The Mumbai terrorists’ most powerful weapon appears not to have been guns or grenades, but instead their handheld VoIP phones, which allowed them to get detailed, live instructions from handlers on how to evade police, and where to attack next, while the police were powerless to detect them.
It was reported that the handlers were communicating with the attackers using VoIP phones that made it difficult, if not impossible, for the Indian authorities to intercept the calls, or even know they were taking place. Indian security forces surrounding the buildings were able to monitor the terrorist’s outgoing calls by intercepting their cellphone signals. But Indian police officials said those directing the attacks, who are believed to be from Lashkar-e-Taiba, a militant group based in Pakistan, were using a Voice over Internet Protocol (VoIP) phone service, which has complicated efforts to determine their whereabouts and identities.

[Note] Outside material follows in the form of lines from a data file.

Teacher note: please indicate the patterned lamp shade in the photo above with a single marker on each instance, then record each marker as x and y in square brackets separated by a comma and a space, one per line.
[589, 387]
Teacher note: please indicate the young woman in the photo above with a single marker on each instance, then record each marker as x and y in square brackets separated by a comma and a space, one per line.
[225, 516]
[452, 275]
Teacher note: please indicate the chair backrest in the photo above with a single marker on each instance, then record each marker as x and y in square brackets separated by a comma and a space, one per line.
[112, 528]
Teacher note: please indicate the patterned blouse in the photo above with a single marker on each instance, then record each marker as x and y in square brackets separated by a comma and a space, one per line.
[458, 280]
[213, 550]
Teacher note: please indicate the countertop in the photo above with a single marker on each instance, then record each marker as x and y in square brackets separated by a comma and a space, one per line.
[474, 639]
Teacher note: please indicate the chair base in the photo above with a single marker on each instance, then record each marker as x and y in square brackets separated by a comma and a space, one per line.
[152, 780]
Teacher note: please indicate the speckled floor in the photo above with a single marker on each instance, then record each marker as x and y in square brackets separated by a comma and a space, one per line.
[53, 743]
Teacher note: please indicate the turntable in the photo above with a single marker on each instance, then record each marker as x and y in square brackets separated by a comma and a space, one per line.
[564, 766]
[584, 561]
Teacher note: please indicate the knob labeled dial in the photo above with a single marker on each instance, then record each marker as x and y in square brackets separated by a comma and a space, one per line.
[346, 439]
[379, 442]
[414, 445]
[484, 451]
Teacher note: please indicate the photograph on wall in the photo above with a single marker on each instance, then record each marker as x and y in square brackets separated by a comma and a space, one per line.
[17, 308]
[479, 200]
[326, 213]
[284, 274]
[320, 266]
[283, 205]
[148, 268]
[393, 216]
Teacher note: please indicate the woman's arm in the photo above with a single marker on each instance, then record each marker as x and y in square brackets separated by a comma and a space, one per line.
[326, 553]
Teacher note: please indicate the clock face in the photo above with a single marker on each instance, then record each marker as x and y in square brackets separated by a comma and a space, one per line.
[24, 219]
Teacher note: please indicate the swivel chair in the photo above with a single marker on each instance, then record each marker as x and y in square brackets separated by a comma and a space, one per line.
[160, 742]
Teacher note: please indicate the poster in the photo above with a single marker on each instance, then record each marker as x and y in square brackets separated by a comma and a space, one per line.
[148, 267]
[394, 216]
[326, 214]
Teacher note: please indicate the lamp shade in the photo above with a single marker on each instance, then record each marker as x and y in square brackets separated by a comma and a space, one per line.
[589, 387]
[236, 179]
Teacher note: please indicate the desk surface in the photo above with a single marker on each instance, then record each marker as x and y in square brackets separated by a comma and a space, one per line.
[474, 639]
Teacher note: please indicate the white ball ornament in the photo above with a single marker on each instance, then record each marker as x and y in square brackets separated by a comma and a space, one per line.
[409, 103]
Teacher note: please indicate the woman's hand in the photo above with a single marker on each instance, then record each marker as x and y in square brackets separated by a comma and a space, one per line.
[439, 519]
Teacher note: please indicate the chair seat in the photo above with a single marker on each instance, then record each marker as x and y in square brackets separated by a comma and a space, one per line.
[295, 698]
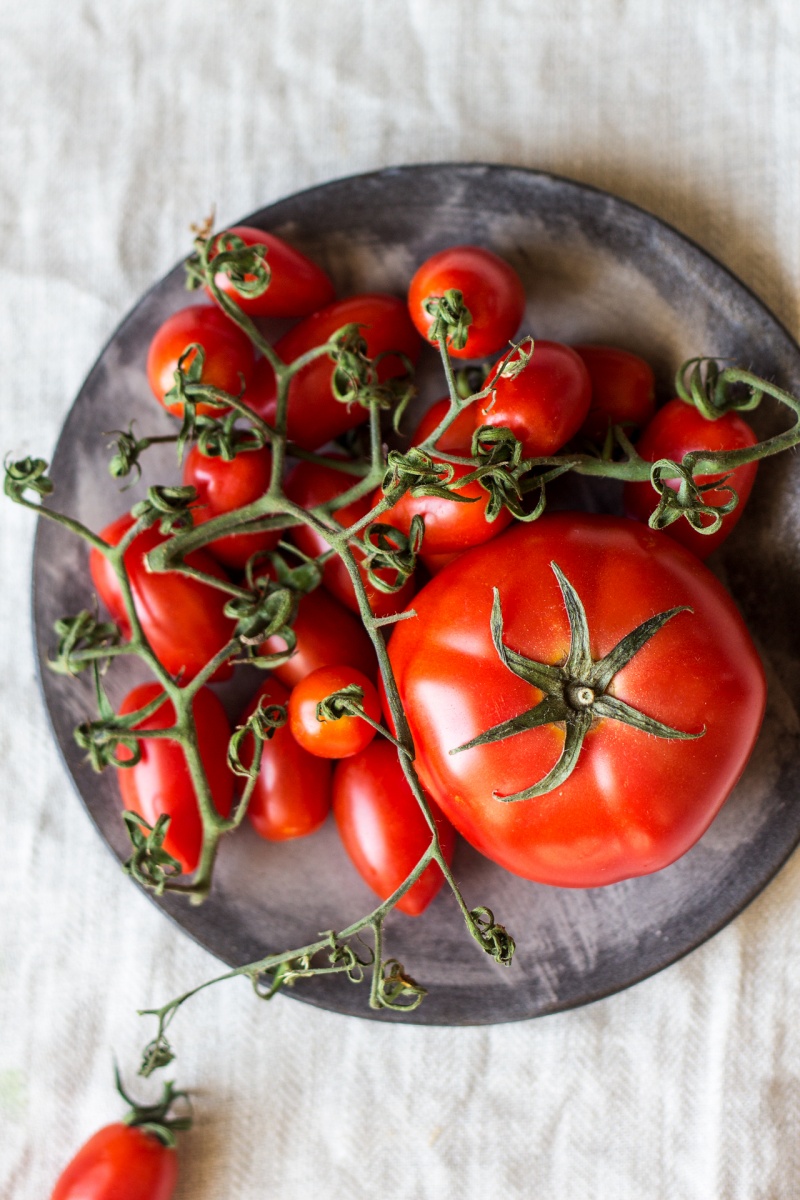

The biggest problem wasn’t in determining the whereabouts or identities of those directing the attack, but in being able to intercept their communications. If the authorities could intercept the communications, they could know the terrorist’s next actions, said a source from the police department. There is a little bit of good news here, though. The (security) experts said that VoIP calls left a far richer data trail for investigators to mine than someone calling from an old-fashioned pay phone. Maybe the terrorist plan of using VoIP technology for their evil deeds and go undirected might just have backfired and now authorities now have more information about their activities than they envisaged.